Attention-Driven Training-Free Efficiency Enhancement of Diffusion Models

Hongjie Wang,Difan Liu,Yan Kang,Yijun Li,Zhe Lin,Niraj K. Jha,Yuchen Liu
2024-05-09
Abstract:Diffusion Models (DMs) have exhibited superior performance in generating high-quality and diverse images. However, this exceptional performance comes at the cost of expensive architectural design, particularly due to the attention module heavily used in leading models. Existing works mainly adopt a retraining process to enhance DM efficiency. This is computationally expensive and not very scalable. To this end, we introduce the Attention-driven Training-free Efficient Diffusion Model (AT-EDM) framework that leverages attention maps to perform run-time pruning of redundant tokens, without the need for any retraining. Specifically, for single-denoising-step pruning, we develop a novel ranking algorithm, Generalized Weighted Page Rank (G-WPR), to identify redundant tokens, and a similarity-based recovery method to restore tokens for the convolution operation. In addition, we propose a Denoising-Steps-Aware Pruning (DSAP) approach to adjust the pruning budget across different denoising timesteps for better generation quality. Extensive evaluations show that AT-EDM performs favorably against prior art in terms of efficiency (e.g., 38.8% FLOPs saving and up to 1.53x speed-up over Stable Diffusion XL) while maintaining nearly the same FID and CLIP scores as the full model. Project webpage:
Computer Vision and Pattern Recognition,Artificial Intelligence,Machine Learning,Image and Video Processing,Signal Processing
What problem does this paper attempt to address?

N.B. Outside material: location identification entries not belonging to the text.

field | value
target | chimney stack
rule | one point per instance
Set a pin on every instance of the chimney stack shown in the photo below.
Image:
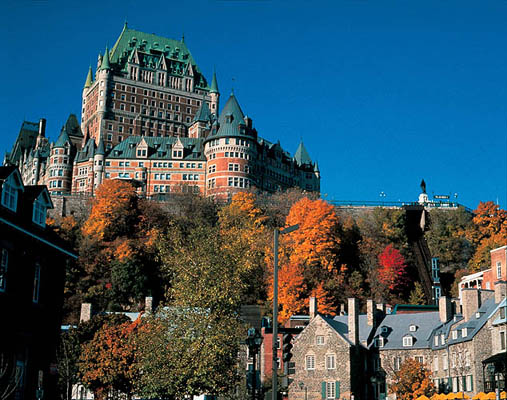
(470, 302)
(444, 309)
(42, 127)
(353, 320)
(313, 307)
(86, 312)
(148, 305)
(500, 291)
(370, 312)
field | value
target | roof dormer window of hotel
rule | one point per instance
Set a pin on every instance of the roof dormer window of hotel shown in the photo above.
(10, 189)
(408, 341)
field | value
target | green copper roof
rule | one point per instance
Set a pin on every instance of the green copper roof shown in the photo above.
(100, 149)
(89, 78)
(105, 60)
(151, 48)
(214, 84)
(203, 114)
(63, 138)
(302, 156)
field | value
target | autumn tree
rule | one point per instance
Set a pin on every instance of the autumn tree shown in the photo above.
(446, 240)
(391, 273)
(309, 262)
(244, 234)
(191, 347)
(108, 362)
(489, 231)
(412, 381)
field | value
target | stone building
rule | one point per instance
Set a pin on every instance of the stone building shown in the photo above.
(150, 117)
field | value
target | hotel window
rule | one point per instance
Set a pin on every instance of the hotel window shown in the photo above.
(4, 262)
(330, 361)
(310, 362)
(408, 341)
(330, 390)
(36, 284)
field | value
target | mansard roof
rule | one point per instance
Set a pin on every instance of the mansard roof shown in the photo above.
(87, 152)
(302, 156)
(204, 113)
(150, 49)
(63, 138)
(396, 326)
(159, 148)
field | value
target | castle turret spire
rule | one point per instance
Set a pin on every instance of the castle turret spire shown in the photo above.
(105, 60)
(89, 78)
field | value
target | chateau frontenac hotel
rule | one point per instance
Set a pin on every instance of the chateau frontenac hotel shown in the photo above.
(149, 116)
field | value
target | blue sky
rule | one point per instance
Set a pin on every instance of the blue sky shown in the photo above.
(383, 93)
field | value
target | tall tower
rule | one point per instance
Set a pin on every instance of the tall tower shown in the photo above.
(230, 150)
(214, 94)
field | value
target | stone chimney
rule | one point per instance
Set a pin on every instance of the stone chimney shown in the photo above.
(470, 302)
(313, 307)
(381, 307)
(42, 127)
(370, 312)
(353, 320)
(445, 309)
(342, 309)
(86, 312)
(500, 291)
(148, 305)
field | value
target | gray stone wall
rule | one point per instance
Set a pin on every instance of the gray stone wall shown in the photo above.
(306, 344)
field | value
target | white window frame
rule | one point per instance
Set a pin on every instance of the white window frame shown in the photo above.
(330, 361)
(310, 362)
(330, 390)
(4, 264)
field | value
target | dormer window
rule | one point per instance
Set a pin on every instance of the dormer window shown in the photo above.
(10, 189)
(408, 341)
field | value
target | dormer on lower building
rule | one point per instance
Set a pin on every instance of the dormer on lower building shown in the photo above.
(11, 185)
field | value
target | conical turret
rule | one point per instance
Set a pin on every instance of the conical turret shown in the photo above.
(105, 60)
(89, 78)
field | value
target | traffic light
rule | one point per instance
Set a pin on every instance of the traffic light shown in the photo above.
(287, 347)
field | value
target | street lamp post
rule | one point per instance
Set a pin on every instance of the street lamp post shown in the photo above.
(254, 341)
(274, 373)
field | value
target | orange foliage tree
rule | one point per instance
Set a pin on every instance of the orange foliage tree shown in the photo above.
(108, 361)
(308, 258)
(489, 231)
(242, 228)
(392, 268)
(114, 211)
(412, 381)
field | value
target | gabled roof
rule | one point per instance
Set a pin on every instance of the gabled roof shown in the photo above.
(398, 326)
(150, 49)
(32, 192)
(63, 138)
(302, 156)
(214, 84)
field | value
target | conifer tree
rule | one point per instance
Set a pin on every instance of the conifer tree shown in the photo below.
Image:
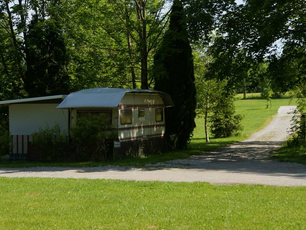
(174, 74)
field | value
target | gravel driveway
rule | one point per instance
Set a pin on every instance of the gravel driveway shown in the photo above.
(246, 162)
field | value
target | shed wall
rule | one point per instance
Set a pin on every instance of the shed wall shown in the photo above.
(28, 118)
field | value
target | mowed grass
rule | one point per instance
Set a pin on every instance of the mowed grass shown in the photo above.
(291, 154)
(255, 117)
(41, 203)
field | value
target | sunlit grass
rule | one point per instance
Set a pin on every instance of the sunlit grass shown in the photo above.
(36, 203)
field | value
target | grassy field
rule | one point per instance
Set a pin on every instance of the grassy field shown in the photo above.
(44, 203)
(106, 204)
(256, 116)
(291, 154)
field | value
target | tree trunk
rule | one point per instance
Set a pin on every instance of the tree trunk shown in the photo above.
(244, 88)
(141, 15)
(13, 36)
(206, 117)
(127, 18)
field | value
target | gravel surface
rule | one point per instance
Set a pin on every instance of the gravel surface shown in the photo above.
(246, 162)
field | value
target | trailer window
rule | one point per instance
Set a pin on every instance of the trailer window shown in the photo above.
(106, 114)
(126, 117)
(159, 114)
(141, 113)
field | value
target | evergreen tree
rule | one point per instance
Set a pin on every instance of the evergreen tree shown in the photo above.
(174, 74)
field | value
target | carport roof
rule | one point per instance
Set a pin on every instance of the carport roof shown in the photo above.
(34, 100)
(105, 97)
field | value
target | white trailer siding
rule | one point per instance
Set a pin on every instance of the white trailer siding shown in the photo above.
(26, 119)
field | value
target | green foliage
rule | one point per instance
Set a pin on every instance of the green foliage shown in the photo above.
(298, 128)
(90, 136)
(50, 143)
(174, 74)
(5, 141)
(47, 60)
(224, 121)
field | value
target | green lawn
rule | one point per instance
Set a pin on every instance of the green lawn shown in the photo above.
(28, 203)
(255, 114)
(291, 154)
(44, 203)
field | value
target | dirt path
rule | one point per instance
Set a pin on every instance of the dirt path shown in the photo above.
(246, 162)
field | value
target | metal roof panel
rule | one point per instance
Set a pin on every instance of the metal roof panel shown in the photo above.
(104, 97)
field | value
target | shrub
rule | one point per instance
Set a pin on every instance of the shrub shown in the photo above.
(223, 122)
(49, 144)
(89, 137)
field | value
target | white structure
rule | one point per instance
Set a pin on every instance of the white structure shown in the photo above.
(26, 116)
(138, 115)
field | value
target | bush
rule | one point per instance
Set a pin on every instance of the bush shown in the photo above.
(224, 122)
(89, 138)
(49, 144)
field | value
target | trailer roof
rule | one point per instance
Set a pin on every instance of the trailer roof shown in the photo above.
(105, 97)
(33, 99)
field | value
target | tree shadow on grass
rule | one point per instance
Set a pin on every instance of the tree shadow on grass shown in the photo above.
(242, 157)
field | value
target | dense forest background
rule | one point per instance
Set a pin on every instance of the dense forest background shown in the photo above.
(50, 47)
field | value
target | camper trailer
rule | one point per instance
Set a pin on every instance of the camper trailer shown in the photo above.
(137, 115)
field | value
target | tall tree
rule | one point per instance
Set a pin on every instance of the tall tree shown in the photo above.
(174, 74)
(47, 60)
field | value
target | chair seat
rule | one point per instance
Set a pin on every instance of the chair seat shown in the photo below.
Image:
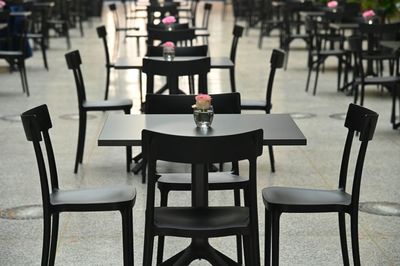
(94, 199)
(303, 200)
(253, 104)
(216, 181)
(379, 80)
(121, 104)
(330, 53)
(200, 222)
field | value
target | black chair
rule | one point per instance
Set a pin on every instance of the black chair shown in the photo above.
(74, 62)
(278, 200)
(225, 103)
(317, 55)
(361, 79)
(14, 51)
(201, 222)
(237, 33)
(36, 124)
(277, 61)
(173, 69)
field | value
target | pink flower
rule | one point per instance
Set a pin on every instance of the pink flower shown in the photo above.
(369, 14)
(168, 20)
(168, 44)
(203, 102)
(332, 4)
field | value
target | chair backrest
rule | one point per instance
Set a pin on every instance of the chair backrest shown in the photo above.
(206, 15)
(276, 61)
(36, 123)
(102, 33)
(199, 152)
(201, 50)
(173, 69)
(237, 33)
(182, 37)
(114, 11)
(363, 121)
(74, 63)
(158, 12)
(224, 103)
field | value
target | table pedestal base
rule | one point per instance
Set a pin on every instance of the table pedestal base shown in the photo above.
(200, 249)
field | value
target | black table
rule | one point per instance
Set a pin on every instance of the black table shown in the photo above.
(125, 130)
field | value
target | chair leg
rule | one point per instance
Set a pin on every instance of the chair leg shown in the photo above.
(232, 78)
(316, 76)
(275, 237)
(127, 236)
(268, 221)
(46, 238)
(81, 140)
(354, 238)
(161, 239)
(43, 48)
(271, 158)
(343, 239)
(148, 245)
(107, 82)
(236, 195)
(54, 238)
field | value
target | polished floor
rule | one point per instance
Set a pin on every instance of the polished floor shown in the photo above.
(95, 238)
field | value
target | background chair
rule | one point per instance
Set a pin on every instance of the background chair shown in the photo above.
(13, 48)
(74, 62)
(173, 69)
(277, 60)
(36, 124)
(361, 79)
(237, 33)
(201, 222)
(278, 200)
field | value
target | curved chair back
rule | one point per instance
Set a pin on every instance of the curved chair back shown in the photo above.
(183, 37)
(224, 103)
(74, 63)
(173, 69)
(201, 50)
(102, 34)
(363, 121)
(277, 61)
(237, 33)
(36, 123)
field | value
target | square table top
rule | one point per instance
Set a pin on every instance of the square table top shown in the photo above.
(126, 130)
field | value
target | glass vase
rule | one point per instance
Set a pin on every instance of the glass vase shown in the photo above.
(168, 53)
(203, 118)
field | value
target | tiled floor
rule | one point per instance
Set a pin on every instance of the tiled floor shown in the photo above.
(95, 238)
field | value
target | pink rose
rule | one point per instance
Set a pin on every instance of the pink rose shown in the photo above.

### Problems the Paper Attempts to Solve This paper aims to address the issue of high computational costs associated with Diffusion Models (DMs) when generating high-quality images. Although diffusion models excel in producing high-quality and diverse images, their architectural design, particularly the extensive use of attention modules, results in significant computational overhead. Existing methods to improve the efficiency of diffusion models primarily rely on retraining processes, which are not only computationally expensive but also lack scalability. To tackle this problem, the authors propose a framework called Attention-driven Training-free Efficient Diffusion Model (AT-EDM). This framework accelerates the inference process of diffusion models by pruning redundant attention tokens at runtime without any retraining. Specifically, AT-EDM includes the following key components: 1. **Token Pruning in a Single Denoising Step**: - Developed a new ranking algorithm, Generalized Weighted Page Rank (G-WPR), to identify redundant tokens. - Proposed a similarity-based recovery method to restore pruned tokens during convolution operations. 2. **Denoising-Steps-Aware Pruning (DSAP)**: - By analyzing the changes in attention maps across different denoising steps, it adjusts the pruning budget for different denoising time steps to improve generation quality. Through these methods, AT-EDM significantly enhances efficiency while maintaining almost the same FID and CLIP scores as the full model. For example, compared to the Stable Diffusion XL model, it reduces FLOPs by 38.8% and achieves up to 1.53 times speedup.